A PNA is a contractual agreement entered into bythe parties to a marriage or civil partnership, which seeks to regulate the couples’ financial affairs during their relationship and in the event of that relationship breaking down. 

The agreement will usually cover assets acquired both before and during the relationship. Couples enter into PNAs for a variety of reasons including: 

  • To ensure, if possible, that their respective separate assets, which are usually what they bring into a marriage, remain theirs should the relationship fail, along with any assets that are given or left to them by their respective families during the course of the relationship.
  • To avoid or limit any dispute over the distribution of the family assets in the event of the relationship breaking down.

 

Is a PNA enforceable?

As the law presently stands in England and Wales, it is not possible to exclude the ultimate jurisdiction of the court upon a divorce to make whatever order it deems appropriate for the benefit of either party, although the case of Radmacher vs Granatino, which was heard by the Supreme Court in 2010, gives general guidance as to the extent to which a PNA should be taken into account. 

This case confirms that, while these agreements may not be “fully binding”, the weight to be given to them on divorce may now be substantial.

The wording of the court in this respect was that:

“The court should give effect to a [pre-] nuptial agreement that is fully entered into by each party with a full appreciation of its implications unless in the circumstances prevailing it would not be fair to hold a party to their agreement.” 

This means it can be argued that a PNA will be enforced unless there are substantial reasons for not enforcing it. At the very least, it may be given substantial weight when the court considers how to divide the assets on a divorce.

Key points

• A pre-nuptual agreement is a contract entered into by the parties in a marriage or civil partnership.

• The court is required to take into account numerous factors and issues on divorce, including income and earning capacity. 

• Pre-nuptial agreement, if entered into by the stronger economic party, may do a great deal of good.

The court is required to take into account numerous factors and issues on divorce.
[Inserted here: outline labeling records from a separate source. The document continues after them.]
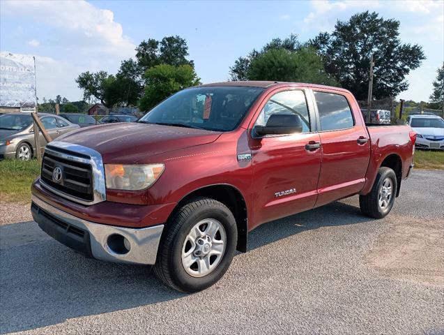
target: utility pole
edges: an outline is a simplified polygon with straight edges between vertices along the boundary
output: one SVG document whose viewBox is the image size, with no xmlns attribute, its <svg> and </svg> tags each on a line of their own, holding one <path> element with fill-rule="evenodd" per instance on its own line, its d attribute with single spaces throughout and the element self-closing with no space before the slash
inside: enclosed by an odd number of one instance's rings
<svg viewBox="0 0 444 335">
<path fill-rule="evenodd" d="M 34 124 L 34 142 L 36 142 L 36 157 L 37 161 L 41 163 L 42 161 L 42 151 L 40 149 L 40 133 L 38 133 L 38 126 L 36 122 L 36 119 L 38 119 L 38 100 L 37 100 L 37 80 L 36 79 L 36 57 L 32 57 L 34 60 L 34 94 L 36 95 L 36 110 L 31 115 L 33 117 L 33 121 Z"/>
<path fill-rule="evenodd" d="M 369 80 L 369 95 L 367 99 L 367 122 L 370 122 L 370 108 L 372 107 L 372 94 L 373 93 L 373 54 L 370 57 L 370 80 Z"/>
</svg>

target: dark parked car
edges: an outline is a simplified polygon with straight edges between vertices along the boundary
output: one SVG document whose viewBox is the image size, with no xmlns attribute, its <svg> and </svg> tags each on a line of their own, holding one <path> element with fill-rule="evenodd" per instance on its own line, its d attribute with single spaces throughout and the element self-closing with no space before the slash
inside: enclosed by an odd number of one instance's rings
<svg viewBox="0 0 444 335">
<path fill-rule="evenodd" d="M 123 115 L 123 114 L 112 114 L 102 117 L 100 119 L 100 122 L 102 124 L 116 124 L 118 122 L 135 122 L 137 121 L 136 117 L 132 115 Z"/>
<path fill-rule="evenodd" d="M 91 115 L 81 113 L 69 113 L 69 114 L 61 114 L 61 117 L 64 117 L 68 121 L 72 124 L 78 124 L 81 128 L 89 127 L 89 126 L 94 126 L 95 124 L 100 124 L 100 121 L 97 121 Z"/>
</svg>

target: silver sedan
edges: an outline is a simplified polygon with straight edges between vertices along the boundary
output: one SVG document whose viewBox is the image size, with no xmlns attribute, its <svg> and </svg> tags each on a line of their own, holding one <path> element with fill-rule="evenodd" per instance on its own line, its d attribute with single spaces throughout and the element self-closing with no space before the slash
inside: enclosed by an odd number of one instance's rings
<svg viewBox="0 0 444 335">
<path fill-rule="evenodd" d="M 45 128 L 53 140 L 80 126 L 52 114 L 38 114 Z M 40 147 L 46 140 L 39 132 Z M 17 158 L 29 161 L 36 153 L 33 119 L 30 113 L 0 115 L 0 159 Z"/>
</svg>

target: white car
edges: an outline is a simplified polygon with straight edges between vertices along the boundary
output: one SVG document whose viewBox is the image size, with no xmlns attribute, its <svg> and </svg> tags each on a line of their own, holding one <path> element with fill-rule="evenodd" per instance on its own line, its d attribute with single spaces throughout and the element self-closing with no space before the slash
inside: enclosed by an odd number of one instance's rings
<svg viewBox="0 0 444 335">
<path fill-rule="evenodd" d="M 408 125 L 416 133 L 415 146 L 419 149 L 444 150 L 444 120 L 438 115 L 410 115 Z"/>
</svg>

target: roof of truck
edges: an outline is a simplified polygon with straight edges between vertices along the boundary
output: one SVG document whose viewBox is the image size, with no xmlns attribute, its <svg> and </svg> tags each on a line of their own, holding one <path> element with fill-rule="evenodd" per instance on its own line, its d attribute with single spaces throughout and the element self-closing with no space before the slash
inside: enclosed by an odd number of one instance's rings
<svg viewBox="0 0 444 335">
<path fill-rule="evenodd" d="M 408 115 L 412 118 L 424 118 L 424 119 L 441 119 L 441 117 L 439 115 L 436 115 L 434 114 L 412 114 L 411 115 Z"/>
<path fill-rule="evenodd" d="M 268 87 L 270 87 L 273 86 L 278 86 L 278 85 L 302 85 L 302 86 L 307 86 L 309 87 L 312 87 L 314 89 L 335 89 L 335 91 L 339 91 L 342 92 L 347 92 L 350 93 L 349 91 L 342 89 L 341 87 L 334 87 L 326 85 L 319 85 L 317 84 L 307 84 L 304 82 L 272 82 L 272 81 L 260 81 L 260 80 L 249 80 L 249 81 L 234 81 L 234 82 L 211 82 L 209 84 L 204 84 L 202 85 L 199 85 L 197 87 L 205 87 L 210 86 L 243 86 L 243 87 L 261 87 L 263 89 L 266 89 Z"/>
<path fill-rule="evenodd" d="M 278 82 L 261 82 L 261 81 L 236 81 L 236 82 L 211 82 L 210 84 L 204 84 L 203 87 L 206 86 L 246 86 L 251 87 L 268 87 L 276 84 L 280 84 Z"/>
</svg>

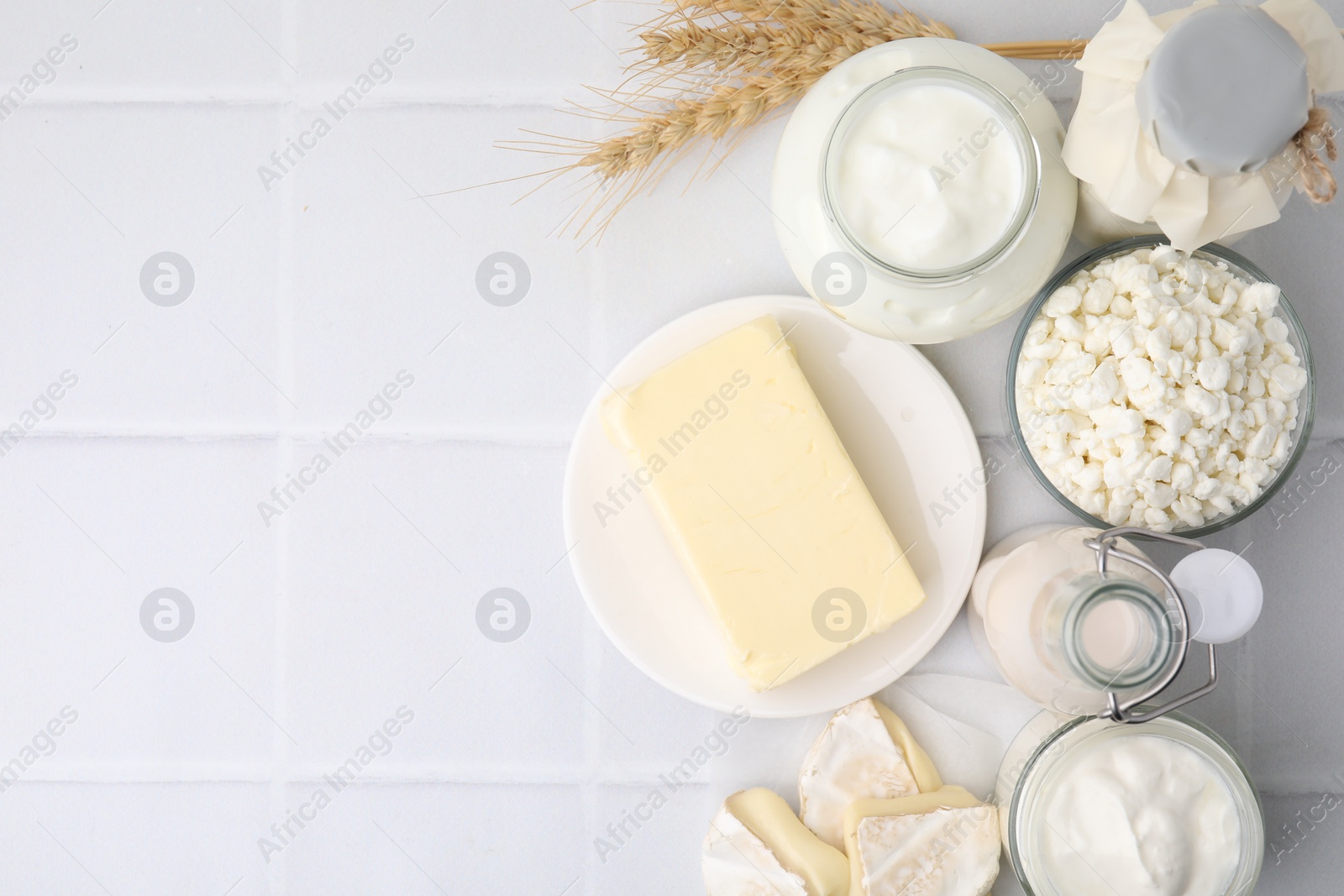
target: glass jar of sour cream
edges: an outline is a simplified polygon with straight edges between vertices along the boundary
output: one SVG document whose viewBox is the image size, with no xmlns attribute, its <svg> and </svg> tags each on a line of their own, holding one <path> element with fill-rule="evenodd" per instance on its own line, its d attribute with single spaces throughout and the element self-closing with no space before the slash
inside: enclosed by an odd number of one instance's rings
<svg viewBox="0 0 1344 896">
<path fill-rule="evenodd" d="M 1043 82 L 957 40 L 914 38 L 836 66 L 800 101 L 771 207 L 789 265 L 855 326 L 969 336 L 1050 278 L 1077 181 Z"/>
<path fill-rule="evenodd" d="M 1241 896 L 1265 856 L 1259 795 L 1218 735 L 1042 713 L 999 774 L 1004 846 L 1030 896 Z"/>
</svg>

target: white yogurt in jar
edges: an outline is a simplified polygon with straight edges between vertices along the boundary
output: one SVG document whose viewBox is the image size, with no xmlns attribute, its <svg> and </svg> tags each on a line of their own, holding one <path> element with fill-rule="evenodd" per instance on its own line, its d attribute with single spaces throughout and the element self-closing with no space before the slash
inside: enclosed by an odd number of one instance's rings
<svg viewBox="0 0 1344 896">
<path fill-rule="evenodd" d="M 1242 829 L 1223 776 L 1195 750 L 1142 735 L 1070 756 L 1042 806 L 1040 860 L 1070 896 L 1222 896 Z"/>
<path fill-rule="evenodd" d="M 859 244 L 895 267 L 965 266 L 995 249 L 1023 208 L 1017 140 L 997 110 L 957 86 L 884 91 L 837 152 L 837 211 Z"/>
<path fill-rule="evenodd" d="M 915 90 L 934 86 L 960 93 L 952 116 L 939 106 L 946 94 Z M 1063 255 L 1078 206 L 1047 86 L 984 47 L 942 38 L 879 44 L 823 75 L 789 117 L 770 188 L 780 246 L 808 293 L 864 332 L 909 343 L 978 333 L 1035 296 Z M 905 89 L 910 93 L 900 95 Z M 895 109 L 868 116 L 888 98 Z M 905 103 L 913 114 L 902 111 Z M 1009 126 L 993 137 L 984 133 L 989 116 L 981 105 Z M 917 130 L 891 133 L 883 122 Z M 864 125 L 853 146 L 874 152 L 843 165 L 839 150 L 851 125 Z M 972 157 L 961 141 L 984 148 Z M 921 156 L 907 152 L 915 144 Z M 980 163 L 1012 152 L 1021 164 L 1011 219 L 993 210 L 992 196 L 989 211 L 981 206 L 978 218 L 968 218 L 962 212 L 977 183 L 1011 192 L 1009 181 L 982 175 L 991 165 Z M 930 171 L 935 163 L 943 175 Z M 894 208 L 907 207 L 896 206 L 906 173 L 922 177 L 925 196 L 934 199 L 909 223 L 891 218 Z"/>
</svg>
These include the parties’ income, earning capacity, property or other financial resources, as well as their financial needs, obligations and responsibilities of the standard of living enjoyed by both, their ages, the duration of the marriage, and their respective contributions, financial and otherwise. 

Crucially, the court must also consider whether it is appropriate for the family assets to be divided in equal shares, and over time it has become clear that the family assets are of different types; namely, matrimonial assets, which will usually be the assets that have been built up during the course of the marriage; and non-matrimonial assets, which either pre-date the marriage or come from a source outside the marriage, either by way of gift or inheritance. 
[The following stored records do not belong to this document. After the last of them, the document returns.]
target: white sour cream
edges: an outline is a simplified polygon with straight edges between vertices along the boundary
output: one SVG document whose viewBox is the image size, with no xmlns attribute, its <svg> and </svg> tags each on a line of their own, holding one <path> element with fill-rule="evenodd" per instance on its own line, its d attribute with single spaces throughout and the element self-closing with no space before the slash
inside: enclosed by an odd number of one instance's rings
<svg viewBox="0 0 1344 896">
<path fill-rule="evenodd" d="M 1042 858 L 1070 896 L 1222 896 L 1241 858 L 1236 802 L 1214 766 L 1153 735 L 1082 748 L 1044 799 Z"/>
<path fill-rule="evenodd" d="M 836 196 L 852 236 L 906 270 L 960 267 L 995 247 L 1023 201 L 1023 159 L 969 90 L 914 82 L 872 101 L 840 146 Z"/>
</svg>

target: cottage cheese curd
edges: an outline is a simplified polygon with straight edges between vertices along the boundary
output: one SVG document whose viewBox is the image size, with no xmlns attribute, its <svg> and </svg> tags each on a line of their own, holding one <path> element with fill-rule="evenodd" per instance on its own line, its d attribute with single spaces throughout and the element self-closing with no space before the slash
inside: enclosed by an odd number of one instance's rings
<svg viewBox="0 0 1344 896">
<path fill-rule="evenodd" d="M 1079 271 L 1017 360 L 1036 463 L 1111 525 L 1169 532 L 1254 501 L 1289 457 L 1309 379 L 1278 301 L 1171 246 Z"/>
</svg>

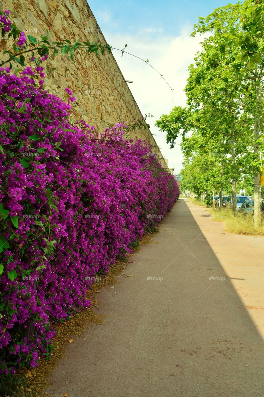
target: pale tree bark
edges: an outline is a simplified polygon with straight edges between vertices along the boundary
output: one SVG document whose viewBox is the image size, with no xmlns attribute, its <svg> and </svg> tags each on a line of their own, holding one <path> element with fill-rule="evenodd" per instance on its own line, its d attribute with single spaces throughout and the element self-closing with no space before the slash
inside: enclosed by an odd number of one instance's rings
<svg viewBox="0 0 264 397">
<path fill-rule="evenodd" d="M 223 198 L 222 197 L 222 186 L 221 185 L 220 187 L 220 191 L 219 193 L 219 206 L 220 208 L 221 208 L 223 206 Z"/>
<path fill-rule="evenodd" d="M 262 109 L 261 86 L 259 79 L 255 81 L 257 109 L 254 123 L 254 153 L 257 160 L 260 158 L 259 145 L 258 141 L 261 130 Z M 254 175 L 254 226 L 258 227 L 260 224 L 260 175 L 259 172 Z"/>
<path fill-rule="evenodd" d="M 235 170 L 235 139 L 232 134 L 231 139 L 231 164 L 232 164 L 232 209 L 233 212 L 237 210 L 237 180 Z"/>
</svg>

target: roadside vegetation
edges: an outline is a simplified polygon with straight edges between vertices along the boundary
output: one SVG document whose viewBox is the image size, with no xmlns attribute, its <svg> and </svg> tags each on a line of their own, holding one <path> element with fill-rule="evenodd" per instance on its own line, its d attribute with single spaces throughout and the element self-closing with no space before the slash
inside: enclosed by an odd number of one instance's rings
<svg viewBox="0 0 264 397">
<path fill-rule="evenodd" d="M 194 193 L 198 201 L 217 193 L 221 200 L 222 192 L 231 193 L 235 220 L 239 191 L 246 190 L 254 197 L 254 225 L 259 230 L 264 1 L 246 0 L 216 9 L 199 18 L 192 35 L 197 35 L 203 41 L 188 68 L 186 106 L 175 106 L 156 125 L 172 148 L 182 136 L 182 191 Z"/>
<path fill-rule="evenodd" d="M 217 208 L 214 210 L 211 208 L 210 212 L 213 220 L 224 222 L 226 231 L 230 233 L 264 236 L 263 218 L 260 225 L 256 228 L 254 217 L 250 214 L 241 214 L 238 211 L 234 212 L 230 210 Z"/>
</svg>

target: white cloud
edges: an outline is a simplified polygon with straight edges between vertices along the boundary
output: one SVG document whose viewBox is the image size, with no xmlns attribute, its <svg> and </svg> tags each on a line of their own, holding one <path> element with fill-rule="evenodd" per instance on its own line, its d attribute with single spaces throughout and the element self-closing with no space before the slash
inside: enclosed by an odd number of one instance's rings
<svg viewBox="0 0 264 397">
<path fill-rule="evenodd" d="M 186 25 L 178 37 L 168 37 L 164 32 L 135 32 L 133 35 L 112 35 L 105 32 L 108 42 L 113 47 L 122 48 L 128 44 L 126 50 L 144 60 L 163 75 L 174 89 L 174 102 L 172 92 L 165 82 L 150 66 L 142 61 L 114 50 L 113 54 L 126 80 L 133 81 L 129 87 L 143 115 L 150 113 L 154 118 L 148 119 L 157 143 L 162 154 L 169 160 L 169 166 L 174 167 L 175 173 L 182 168 L 183 156 L 179 144 L 170 149 L 166 143 L 165 133 L 159 131 L 155 123 L 160 116 L 167 114 L 176 106 L 184 106 L 186 96 L 184 89 L 188 77 L 187 71 L 193 62 L 195 53 L 200 48 L 199 36 L 190 37 L 192 27 Z"/>
</svg>

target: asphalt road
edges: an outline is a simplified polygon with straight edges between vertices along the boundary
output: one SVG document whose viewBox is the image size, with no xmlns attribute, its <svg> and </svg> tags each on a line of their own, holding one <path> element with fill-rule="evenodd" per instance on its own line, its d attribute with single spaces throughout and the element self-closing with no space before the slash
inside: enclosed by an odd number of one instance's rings
<svg viewBox="0 0 264 397">
<path fill-rule="evenodd" d="M 46 391 L 263 397 L 264 242 L 180 200 L 133 255 L 123 274 L 136 277 L 98 294 L 104 323 L 69 345 Z"/>
</svg>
So it is important, in a divorce, to try to clarify which assets are matrimonial and which assets are not, and therefore likely to be divided in equal shares. This is where a pre-nuptial agreement can be of crucial importance.

 

Law Commission Report

In 2014, the Law Commission proposed that new legislation should be  introduced to make “qualifying” PNAs fully, legally binding. To ensure that a PNA “qualified”, the parties would have to comply with certain criteria, which were:

 

  • There must be no fraud, undue influence or misrepresentation.
  • The agreement must be signed no less than 28 days before the wedding and contain a statement that the couple understand the agreement is a qualifying nuptial agreement that will partially be at the court’s discretion to make financial orders.
  • Both parties must have had legal advice.
  • Both parties must have made full disclosure of their financial positions. 

These criteria would apply to both pre- and post-nuptial agreements, and provided they are complied with, and the needs of the couple and any children have been taken into account, the Law Commission has recommended that these qualifying agreements should be fully legally binding. 

The matter remains with the Ministry of Justice for consideration as to whether legislation should be drawn up on the basis of these proposals. But given the present political situation, it will likely be some time before further steps will be taken to make PNAs binding. 

 

To advise or not to advise 

It is clear that both legal and financial advisers should now be giving serious consideration, when advising on the general preservation of a family’s assets, to whether a PNA should be entered into. 

In short, a pre-nuptial agreement, if entered into by the stronger economic party can do little harm and may do a great deal of good. The same cannot, unfortunately, be said for the weaker party, whose ability to seek a share of certain assets on a divorce may be seriously compromised.

It should also be noted that the parties to a marriage tend to be reluctant to agree and sign a pre-nuptial agreement, given that they hope divorce will not be a possibility. So the impetus for these agreements may well come from worried parents or trustees, or possibly even worried IFAs.